For an overview of Magma including background, hardware requirements, and description of architecture, please see Magma: Overview.

For an overview of Fuchsia tracing, please see Fuchsia tracing guides.

This page outlines the trace events that a Magma System Driver should be instrumented with.

There are currently no requirements for instrumenting ICD code with tracing.

Flow events

Flow events are important because they connect related tracing events across processes and threads. They are also helpful at connecting tracing events across time within the same thread.

gfx events

An MSD should be instrumented with specific flow events that connect the application's request to the GPU, and connect the GPU to the display. These flow events will all have the gfx category.

event_signal

The MSD should start a flow event with the following info whenever it signals a semaphore:

  • Trace type: Flow Start
  • Category: gfx
  • Name: event_signal
  • Flow Id: The semaphore's koid

This flow event should be ended by the client that is waiting on this semaphore.

semaphore

The MSD should end a flow event with the following info when it receives a command buffer from a client. A flow event end should be added for each signal semaphore that is present with the command buffer.

  • Trace type: Flow End
  • Category: gfx
  • Name: semaphore
  • Flow Id: The semaphore's koid

This flow event should be started by the client before sending the command buffer.

magma events

An MSD should be instrumented with flow events that connect related work across time and across the client and device thread.
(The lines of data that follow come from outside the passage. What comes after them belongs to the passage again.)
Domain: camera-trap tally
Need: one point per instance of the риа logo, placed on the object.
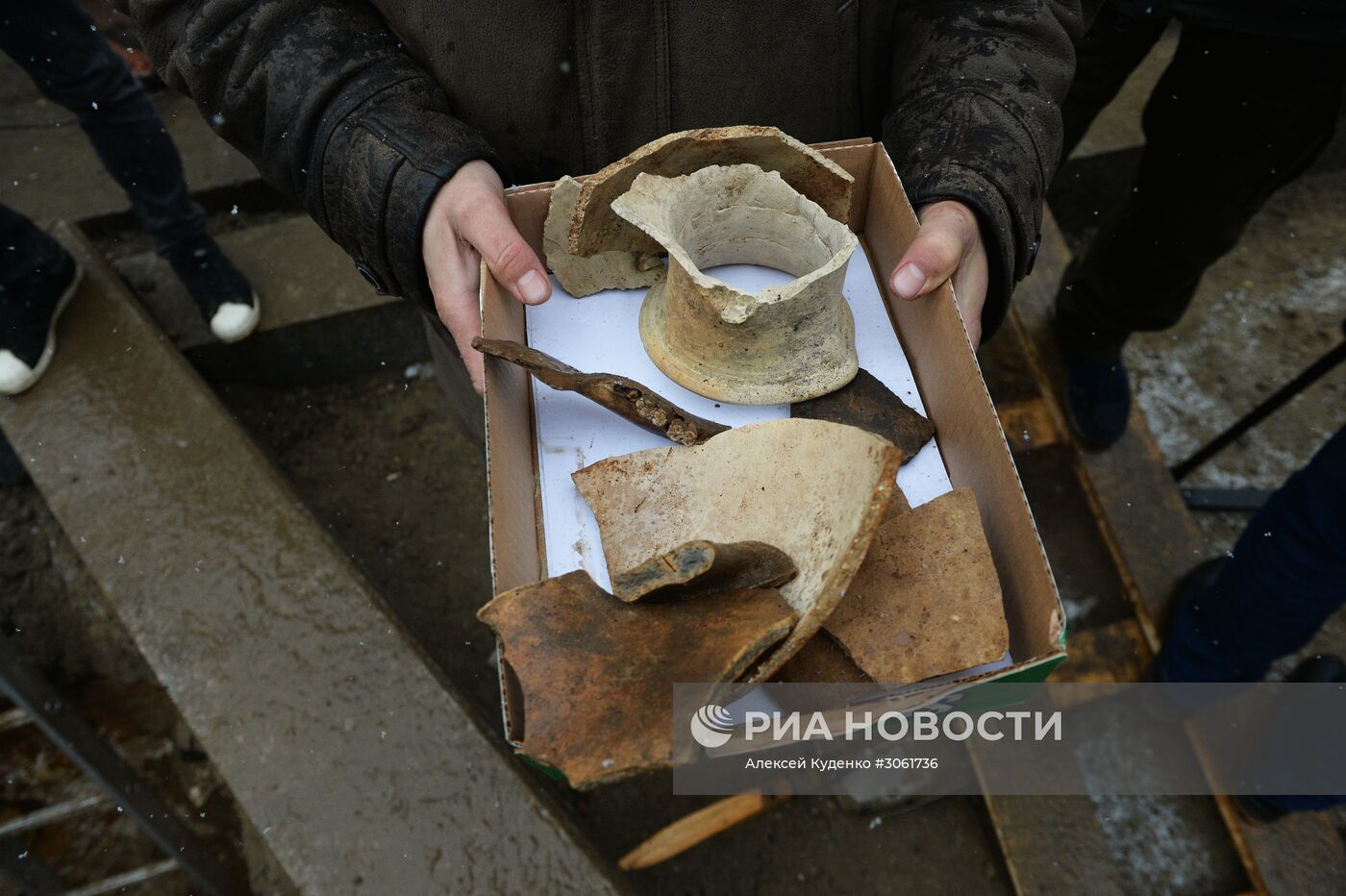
(710, 725)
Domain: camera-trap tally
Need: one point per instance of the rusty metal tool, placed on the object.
(619, 394)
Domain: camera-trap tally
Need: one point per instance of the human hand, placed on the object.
(467, 222)
(946, 246)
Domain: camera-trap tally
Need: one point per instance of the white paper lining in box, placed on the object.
(599, 334)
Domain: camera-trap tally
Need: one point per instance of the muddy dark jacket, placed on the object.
(361, 110)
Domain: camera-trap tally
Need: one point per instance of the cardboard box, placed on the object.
(949, 380)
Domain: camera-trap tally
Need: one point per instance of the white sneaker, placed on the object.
(29, 329)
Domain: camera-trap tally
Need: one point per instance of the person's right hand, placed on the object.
(467, 222)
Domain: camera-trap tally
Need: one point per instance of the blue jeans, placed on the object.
(1287, 576)
(57, 44)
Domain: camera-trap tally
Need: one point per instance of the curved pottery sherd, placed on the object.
(592, 226)
(778, 344)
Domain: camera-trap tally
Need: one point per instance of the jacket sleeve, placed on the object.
(976, 117)
(330, 108)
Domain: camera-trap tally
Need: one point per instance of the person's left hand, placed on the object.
(946, 246)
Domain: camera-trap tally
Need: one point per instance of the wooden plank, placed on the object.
(342, 744)
(1155, 542)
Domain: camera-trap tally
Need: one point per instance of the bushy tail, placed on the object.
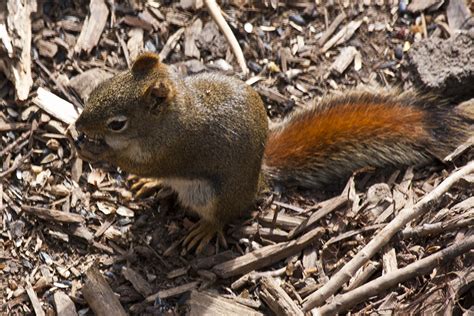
(342, 134)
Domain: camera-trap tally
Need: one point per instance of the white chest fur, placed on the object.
(196, 194)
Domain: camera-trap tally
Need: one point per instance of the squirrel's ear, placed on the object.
(145, 62)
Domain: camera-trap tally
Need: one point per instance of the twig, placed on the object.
(34, 300)
(216, 14)
(383, 237)
(100, 296)
(265, 256)
(436, 228)
(20, 139)
(6, 127)
(53, 215)
(19, 160)
(330, 30)
(255, 276)
(327, 207)
(345, 301)
(277, 299)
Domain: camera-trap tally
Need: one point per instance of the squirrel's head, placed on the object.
(115, 123)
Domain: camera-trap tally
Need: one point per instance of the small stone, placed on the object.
(398, 51)
(254, 66)
(248, 27)
(298, 19)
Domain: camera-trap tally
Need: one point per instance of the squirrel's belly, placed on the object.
(196, 194)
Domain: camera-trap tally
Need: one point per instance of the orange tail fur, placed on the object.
(323, 144)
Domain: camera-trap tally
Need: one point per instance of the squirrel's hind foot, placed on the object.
(201, 234)
(144, 187)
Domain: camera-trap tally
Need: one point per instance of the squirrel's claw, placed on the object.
(145, 186)
(200, 235)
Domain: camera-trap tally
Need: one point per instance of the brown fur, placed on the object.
(360, 129)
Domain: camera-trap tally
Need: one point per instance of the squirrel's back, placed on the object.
(342, 134)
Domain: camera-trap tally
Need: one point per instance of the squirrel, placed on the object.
(206, 136)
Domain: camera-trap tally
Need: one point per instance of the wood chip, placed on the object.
(100, 297)
(53, 215)
(277, 299)
(190, 36)
(87, 81)
(175, 291)
(93, 27)
(205, 303)
(138, 282)
(56, 106)
(332, 28)
(135, 42)
(171, 43)
(18, 68)
(265, 256)
(344, 59)
(327, 207)
(64, 305)
(342, 36)
(34, 300)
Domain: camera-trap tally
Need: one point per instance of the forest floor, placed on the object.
(65, 225)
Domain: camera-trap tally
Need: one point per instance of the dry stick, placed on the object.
(436, 228)
(99, 295)
(383, 237)
(216, 14)
(345, 301)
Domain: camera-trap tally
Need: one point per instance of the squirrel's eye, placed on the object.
(117, 124)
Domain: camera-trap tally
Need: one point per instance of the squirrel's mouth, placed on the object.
(90, 148)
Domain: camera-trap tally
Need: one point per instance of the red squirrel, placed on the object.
(206, 136)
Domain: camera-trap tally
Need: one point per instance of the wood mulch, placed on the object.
(75, 241)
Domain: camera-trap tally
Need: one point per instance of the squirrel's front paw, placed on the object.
(145, 187)
(201, 234)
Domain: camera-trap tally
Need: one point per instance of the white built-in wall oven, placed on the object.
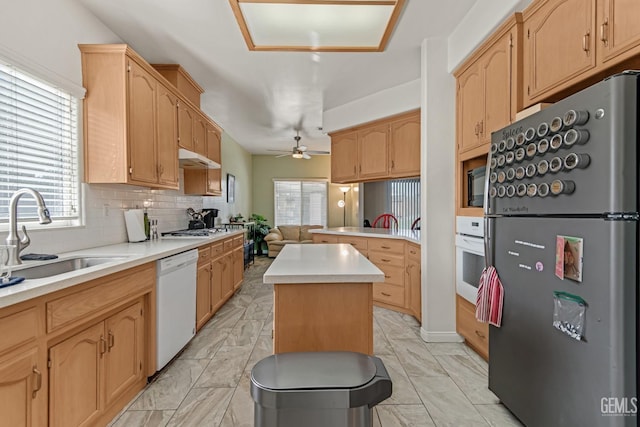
(469, 255)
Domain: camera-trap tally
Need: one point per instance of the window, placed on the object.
(405, 200)
(300, 202)
(38, 146)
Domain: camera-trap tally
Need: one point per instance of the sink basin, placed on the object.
(64, 266)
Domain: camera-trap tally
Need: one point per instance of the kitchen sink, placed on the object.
(64, 266)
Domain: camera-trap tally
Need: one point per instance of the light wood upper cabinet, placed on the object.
(344, 157)
(167, 137)
(404, 147)
(373, 145)
(385, 148)
(618, 30)
(559, 44)
(22, 398)
(125, 122)
(487, 93)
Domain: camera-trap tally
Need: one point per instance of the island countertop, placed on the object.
(322, 263)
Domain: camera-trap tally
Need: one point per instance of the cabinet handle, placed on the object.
(585, 41)
(103, 346)
(37, 376)
(603, 31)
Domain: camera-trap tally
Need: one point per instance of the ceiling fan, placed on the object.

These flow events should have the magma category.

Command buffers

The MSD should start a flow event upon receiving a command buffer. The following should be instrumented:

  • Receiving a command buffer
  • Scheduling the command buffer on the GPU
  • Running the command buffer on the GPU
  • Finishing the command buffer

The name and tracking information for each flow event is left up to the discretion of each MSD.

Semaphores

The MSD should start a flow event when waiting on any semaphores. The following should be instrumented:

  • Waiting on a semaphore
  • Signaling a semaphore
  • Finishing a semaphore wait

Durations

Which trace durations should be added are left to the discretion of each MSD. Each MSD should aim to have durations for the following:

  • Scheduling and Executing commands
  • Mapping and Unmapping buffers
  • Handling FIDL requests from clients
  • Any slow operation, such as blocking or sleeping

When adding instrumentation it can be helpful to take an existing trace and look at the CPU scheduling of the MSD threads. If there are long periods where the MSD is running on the CPU with no active durations, then more instrumentation should be added.

Naming conventions

In general, MSD durations should use the magma category. Using a duration on a function is the most common case, and the duration name should match the class and function name. Durations within a function should be named as if it represented a sub function. For C++ this means durations should be named in PascalCase, and for Rust they should be named in snake_case.

Counters

GPU utilization

There should be a counter with the following information:

  • Category: magma
  • Name: GPU Utilization
  • Counter Id: 0
  • Items: utilization

The utilization item should be a double from 0 to 1 that represents the percentage of time the GPU has been actively performing work in the last 100 milliseconds.

Virtual Threads

Virtual threads are a way of visualizing work that happens synchronously on a timeline other than the CPU's. They are useful to represent work happening on the GPU.

Job slots

A virtual thread should be created for each piece of hardware on the GPU that can execute command buffers simultaneously.

A virtual thread duration should be started when command buffers are executing on the GPU and they should be ended when the commands have completed.

Virtual thread flows should connect the durations to durations on the device thread that are submitting work and handling completions.